Aos 10 foi federado pelo clube
rubro-negro, que desde o final dos anos setenta havia transformado em lema uma
manchete eloquente: “Craque o Flamengo
faz em casa”, ilustrando que seu fértil celeiro de craques era capaz de
forjar lendas como Zico, Júnior, Andrade, Leandro e Mozer – que em 1981
venceram a Copa Libertadores e a Intercontinental para um time que
historicamente contou com a torcida mais numerosa do mundo.
Vinícius jogou sempre em
categorias superiores às da sua idade.
Destacava-se por seu drible, seu
físico potente e uma ascendente produtividade goleadora.

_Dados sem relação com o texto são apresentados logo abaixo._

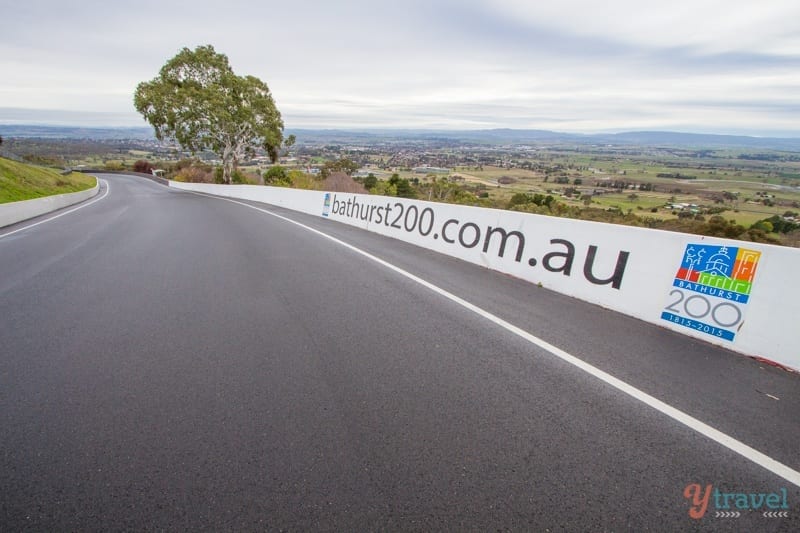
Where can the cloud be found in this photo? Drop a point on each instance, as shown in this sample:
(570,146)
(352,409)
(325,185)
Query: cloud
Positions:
(570,65)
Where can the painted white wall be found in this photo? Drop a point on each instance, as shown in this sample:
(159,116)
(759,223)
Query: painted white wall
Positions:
(13,212)
(766,326)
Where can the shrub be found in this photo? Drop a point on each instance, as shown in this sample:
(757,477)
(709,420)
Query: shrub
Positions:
(143,166)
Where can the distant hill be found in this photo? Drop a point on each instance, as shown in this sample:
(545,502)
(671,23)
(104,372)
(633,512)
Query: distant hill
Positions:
(70,132)
(490,136)
(512,136)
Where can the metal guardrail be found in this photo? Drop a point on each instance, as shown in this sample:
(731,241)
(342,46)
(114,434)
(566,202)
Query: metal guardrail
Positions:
(162,181)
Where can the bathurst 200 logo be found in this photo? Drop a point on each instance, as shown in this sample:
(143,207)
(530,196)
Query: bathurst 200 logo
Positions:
(711,289)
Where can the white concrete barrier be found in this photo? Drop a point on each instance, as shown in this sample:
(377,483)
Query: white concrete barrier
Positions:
(735,294)
(13,212)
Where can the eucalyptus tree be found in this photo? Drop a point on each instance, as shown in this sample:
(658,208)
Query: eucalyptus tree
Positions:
(198,101)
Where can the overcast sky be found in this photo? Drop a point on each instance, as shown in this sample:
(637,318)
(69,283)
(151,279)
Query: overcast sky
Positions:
(727,66)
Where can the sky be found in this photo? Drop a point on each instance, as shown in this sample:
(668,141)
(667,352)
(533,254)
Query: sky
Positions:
(703,66)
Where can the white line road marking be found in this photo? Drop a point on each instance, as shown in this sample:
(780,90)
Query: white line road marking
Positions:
(704,429)
(108,189)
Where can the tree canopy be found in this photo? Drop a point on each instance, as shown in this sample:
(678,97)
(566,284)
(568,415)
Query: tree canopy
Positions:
(199,101)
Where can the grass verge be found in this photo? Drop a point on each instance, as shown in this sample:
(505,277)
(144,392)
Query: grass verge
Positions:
(19,181)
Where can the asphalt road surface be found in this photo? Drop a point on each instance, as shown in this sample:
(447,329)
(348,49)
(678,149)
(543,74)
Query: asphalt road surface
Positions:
(171,361)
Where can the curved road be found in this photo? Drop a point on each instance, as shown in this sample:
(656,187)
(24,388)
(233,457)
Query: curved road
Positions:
(174,361)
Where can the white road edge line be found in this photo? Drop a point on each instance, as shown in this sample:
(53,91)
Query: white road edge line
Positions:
(108,189)
(751,454)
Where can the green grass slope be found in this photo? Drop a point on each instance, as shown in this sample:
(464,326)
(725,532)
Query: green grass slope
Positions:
(19,181)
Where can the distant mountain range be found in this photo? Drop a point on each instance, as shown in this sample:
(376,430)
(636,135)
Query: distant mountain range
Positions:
(492,136)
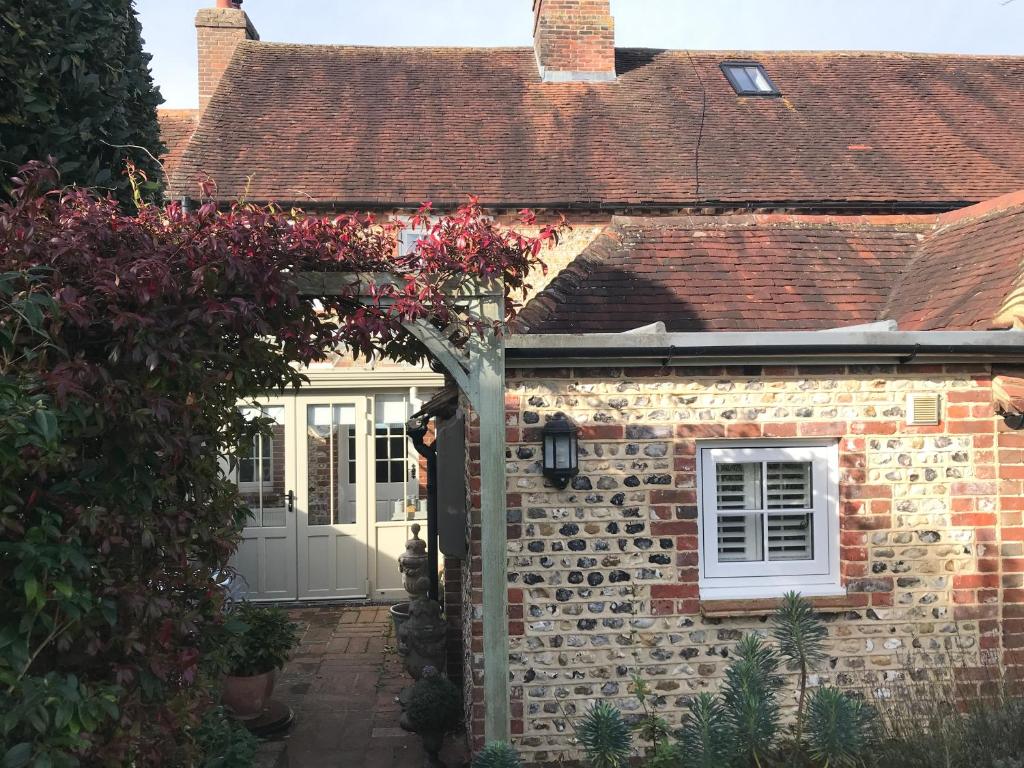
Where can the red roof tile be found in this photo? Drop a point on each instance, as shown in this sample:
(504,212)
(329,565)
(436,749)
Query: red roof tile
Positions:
(176,127)
(963,273)
(952,271)
(727,273)
(395,126)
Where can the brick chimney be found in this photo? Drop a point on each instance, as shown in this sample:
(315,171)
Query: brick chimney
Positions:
(574,40)
(218,32)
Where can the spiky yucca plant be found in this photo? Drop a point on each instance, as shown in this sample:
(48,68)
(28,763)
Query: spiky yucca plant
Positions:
(498,755)
(604,736)
(751,695)
(801,636)
(839,728)
(706,739)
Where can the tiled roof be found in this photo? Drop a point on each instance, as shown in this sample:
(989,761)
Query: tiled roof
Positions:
(176,127)
(766,272)
(966,274)
(727,273)
(366,126)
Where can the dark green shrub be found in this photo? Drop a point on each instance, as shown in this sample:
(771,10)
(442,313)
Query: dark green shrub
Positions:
(751,697)
(706,739)
(224,742)
(604,736)
(434,706)
(838,728)
(260,639)
(498,755)
(77,87)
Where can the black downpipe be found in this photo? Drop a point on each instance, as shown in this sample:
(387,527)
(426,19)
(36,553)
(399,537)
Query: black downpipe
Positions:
(417,430)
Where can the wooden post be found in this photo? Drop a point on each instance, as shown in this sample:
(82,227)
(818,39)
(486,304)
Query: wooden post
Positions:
(489,374)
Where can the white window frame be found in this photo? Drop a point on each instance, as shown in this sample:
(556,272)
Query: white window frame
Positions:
(730,580)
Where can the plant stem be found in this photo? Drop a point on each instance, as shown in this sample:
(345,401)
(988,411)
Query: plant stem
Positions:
(800,704)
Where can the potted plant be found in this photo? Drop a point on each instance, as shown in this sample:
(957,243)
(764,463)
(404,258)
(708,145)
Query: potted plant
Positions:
(434,710)
(259,642)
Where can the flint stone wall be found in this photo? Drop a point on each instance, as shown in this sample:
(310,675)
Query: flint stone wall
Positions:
(603,576)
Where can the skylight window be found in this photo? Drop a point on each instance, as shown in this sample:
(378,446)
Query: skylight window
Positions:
(749,79)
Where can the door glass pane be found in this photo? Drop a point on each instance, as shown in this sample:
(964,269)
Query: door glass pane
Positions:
(398,470)
(332,466)
(260,472)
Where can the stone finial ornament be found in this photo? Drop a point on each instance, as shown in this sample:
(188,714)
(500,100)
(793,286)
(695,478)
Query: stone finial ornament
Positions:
(422,636)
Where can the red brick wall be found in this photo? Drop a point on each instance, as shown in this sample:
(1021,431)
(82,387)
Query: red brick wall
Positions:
(574,35)
(218,32)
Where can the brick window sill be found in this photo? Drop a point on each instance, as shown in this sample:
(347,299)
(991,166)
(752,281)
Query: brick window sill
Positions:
(763,606)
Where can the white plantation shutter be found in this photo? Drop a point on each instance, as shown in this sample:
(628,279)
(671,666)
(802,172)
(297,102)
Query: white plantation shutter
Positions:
(769,519)
(738,486)
(788,486)
(791,537)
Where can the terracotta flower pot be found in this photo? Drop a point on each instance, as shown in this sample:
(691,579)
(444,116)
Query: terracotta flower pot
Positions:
(246,696)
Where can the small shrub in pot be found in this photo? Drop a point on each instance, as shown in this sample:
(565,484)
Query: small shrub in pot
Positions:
(259,642)
(434,710)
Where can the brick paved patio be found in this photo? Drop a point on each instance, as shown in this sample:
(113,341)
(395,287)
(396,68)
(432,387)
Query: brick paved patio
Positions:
(341,683)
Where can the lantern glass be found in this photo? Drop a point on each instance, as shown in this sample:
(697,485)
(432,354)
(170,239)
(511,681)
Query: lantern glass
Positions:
(560,457)
(562,454)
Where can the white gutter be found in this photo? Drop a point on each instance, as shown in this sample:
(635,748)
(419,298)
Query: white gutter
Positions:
(765,347)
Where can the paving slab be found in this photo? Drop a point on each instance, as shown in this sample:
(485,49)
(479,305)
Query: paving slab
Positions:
(342,684)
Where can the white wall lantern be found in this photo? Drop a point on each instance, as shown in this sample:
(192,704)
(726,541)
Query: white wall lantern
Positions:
(561,451)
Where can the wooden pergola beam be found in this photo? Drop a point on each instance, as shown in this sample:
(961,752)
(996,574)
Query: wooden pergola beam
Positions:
(480,375)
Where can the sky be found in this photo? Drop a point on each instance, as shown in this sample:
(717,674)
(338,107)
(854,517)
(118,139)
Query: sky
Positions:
(994,27)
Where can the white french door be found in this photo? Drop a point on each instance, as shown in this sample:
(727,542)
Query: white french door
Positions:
(265,473)
(332,497)
(334,488)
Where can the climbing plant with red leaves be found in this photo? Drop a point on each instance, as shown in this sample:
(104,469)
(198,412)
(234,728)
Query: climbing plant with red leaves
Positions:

Logo se transformou em referência
das categorias de base.
Tudo se acelerou de maneira
vertiginosa no início de 2017.
O jogador virou celebridade após
uma incrível atuação na Copa São Paulo de Futebol Júnior, a maior competição
sub-20 do país.
Com 16 anos, Vinícius deixou um
belo mostruário de gols, gestos técnicos e dribles festejadíssimos pelo público
da TV.
Logo depois, ele venceu com a
seleção brasileira o Campeonato Sul-Americano de Futebol Sub-17 no Chile, sendo
o máximo artilheiro e eleito o melhor do torneio.
O Flamengo havia elaborado um
plano para introduzi-lo progressivamente na metodologia de funcionamento do
time profissional.
Vinícius estreou no Campeonato
Brasileiro com 16 anos e 10 meses.
Em maio de 2017, renovou o
contrato com o clube por vários anos como parte do processo de venda ao Real
Madrid.
Mas seus primeiros jogos como
profissional trouxeram confusão.
O lendário Tostão, cuja
maravilhosa clarividência para marcar gols era equiparável à que agora exibe
como colunista, escreveu que parecia que Vinícius, por sua relevância midiática
e sua transferência ao Real Madrid, já havia se transformado em fenômeno
mundial antes mesmo de ser titular do Flamengo.
“Vinícius Júnior já é, antes de ser. Tomara que seja.”
As perspectivas de futuro se
transformaram numa dura pressão sobre os ombros de um garoto de 17 anos.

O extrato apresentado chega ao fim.